SMJ, Good work on the Jinny! I see you continued working on the weathering and the final result is more impacting now. If my understanding is correct you are making one small scene with this one, right? If so I am looking forward to seeing the complete scene soon.
Greg, that Spit is going on well and I guess the best is to come still.
Mark, Excellent work on your Kitty so far. I really like the look is having and think the model will change a lot to better in following stages. Rudder replacement is one very nice touch and regarding that reference image you posted the most impresive and interesting thing to me is to see the heavy weathered look of those birds in the field (specially noticeable on the Kitty on the foreground) very interesting to reproduce on a model.
Rick, As for your dusting up question, everything is up to the model I make at the moment. I am painting dust with diferents mediums (oils, enamels, acrylics, pastels chalks, pigments) and methods (wet or dry) and every of them worked with its own properties and finish. As I mentioned enamels are very easy to use for this purpose and allow a very controled painting which is very convenient in this case because the Bren is quite small model indeed (i.e. upper hull side plates height is 12mm only) and I know it would be quite harder to keep the dusting effect to scale with pigments in all those small surfaces, for instance.
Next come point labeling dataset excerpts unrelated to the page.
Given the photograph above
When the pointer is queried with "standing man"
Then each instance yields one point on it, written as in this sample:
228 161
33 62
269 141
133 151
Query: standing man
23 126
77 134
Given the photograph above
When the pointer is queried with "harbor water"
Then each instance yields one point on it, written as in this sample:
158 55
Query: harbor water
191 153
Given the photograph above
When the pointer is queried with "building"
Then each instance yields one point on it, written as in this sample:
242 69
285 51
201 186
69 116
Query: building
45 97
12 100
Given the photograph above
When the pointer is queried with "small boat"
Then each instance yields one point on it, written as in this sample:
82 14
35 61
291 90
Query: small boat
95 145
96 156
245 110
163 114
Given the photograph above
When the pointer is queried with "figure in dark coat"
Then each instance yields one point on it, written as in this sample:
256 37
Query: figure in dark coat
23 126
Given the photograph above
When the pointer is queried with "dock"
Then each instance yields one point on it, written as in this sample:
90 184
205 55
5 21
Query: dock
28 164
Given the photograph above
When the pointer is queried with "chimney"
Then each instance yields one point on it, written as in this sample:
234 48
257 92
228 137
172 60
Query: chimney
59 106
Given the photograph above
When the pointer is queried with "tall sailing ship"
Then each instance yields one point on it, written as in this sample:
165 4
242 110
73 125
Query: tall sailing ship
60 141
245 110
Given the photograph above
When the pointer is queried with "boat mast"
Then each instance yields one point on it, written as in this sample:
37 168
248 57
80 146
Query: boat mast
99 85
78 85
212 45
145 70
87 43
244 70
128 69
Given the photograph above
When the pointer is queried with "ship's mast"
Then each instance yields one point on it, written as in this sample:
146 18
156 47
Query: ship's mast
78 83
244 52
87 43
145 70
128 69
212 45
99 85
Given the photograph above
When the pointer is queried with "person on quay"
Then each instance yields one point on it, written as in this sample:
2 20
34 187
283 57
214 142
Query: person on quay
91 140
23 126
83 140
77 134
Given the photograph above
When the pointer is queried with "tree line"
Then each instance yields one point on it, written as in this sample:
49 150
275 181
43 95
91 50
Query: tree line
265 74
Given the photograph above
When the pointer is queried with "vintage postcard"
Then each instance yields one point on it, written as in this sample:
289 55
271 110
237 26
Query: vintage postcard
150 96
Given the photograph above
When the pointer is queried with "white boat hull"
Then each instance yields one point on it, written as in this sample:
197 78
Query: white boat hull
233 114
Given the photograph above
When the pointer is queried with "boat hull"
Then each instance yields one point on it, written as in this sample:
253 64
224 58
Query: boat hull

Tamiya 1/48 scale Universal Carrier
After the dusting up stage, overall base color gives impresion of a much lighter shade, and of a much continuous and uniform look too, so in order to gain some visual impact some darker stains/effects will break up that plain look created by dust. Again thinned enamels are perfect to add those few dark traces necessary to add operative life to our model. I worked with earth brown and flat black to reproduce different grade/nature stains depending on the area to be treated. Vertical brown stains fit well in the dusty sides giving sense of overlaped/removed dust in the course of time, meanwhile darker (black) stains will reproduce some necessary oily and greasy touches on the running gear mainly. I consider both effects add some kind of dramatic (in the good meaning of the expression) touch to one operative vehcile. It is also interesting and noticeable to see in this pictire how already our perception starts integrating the messy lower hull and running gear in the image observer percieves of the model and those messy areas do not look that terrible now.
I prepared some stowage for this tiny vehicle. I think accessories are always welcome on a model and they are particularly important for one open top vehicle like the Bren. Unfortunately it seems many modellers are skiping this important -to me- step because accesories are always time compsuming, specially at those smaller scales.
Once the model is near completion then last touch is to add some extra metalic shine with one ordinary pencil. This also takes time to make it correctly but this final effect adds both depth and shine to the model and increases the feeling of its steel nature too. The only trick is to limit this final effect to the areas most exposed to friction and use, and do not overdo on every edge and surface because it would not look reallistic if so.
At the moment I still have some small final details left to add, but I hope we will see some images of the completed model as soon as I can have time ot take some. Stay tunned.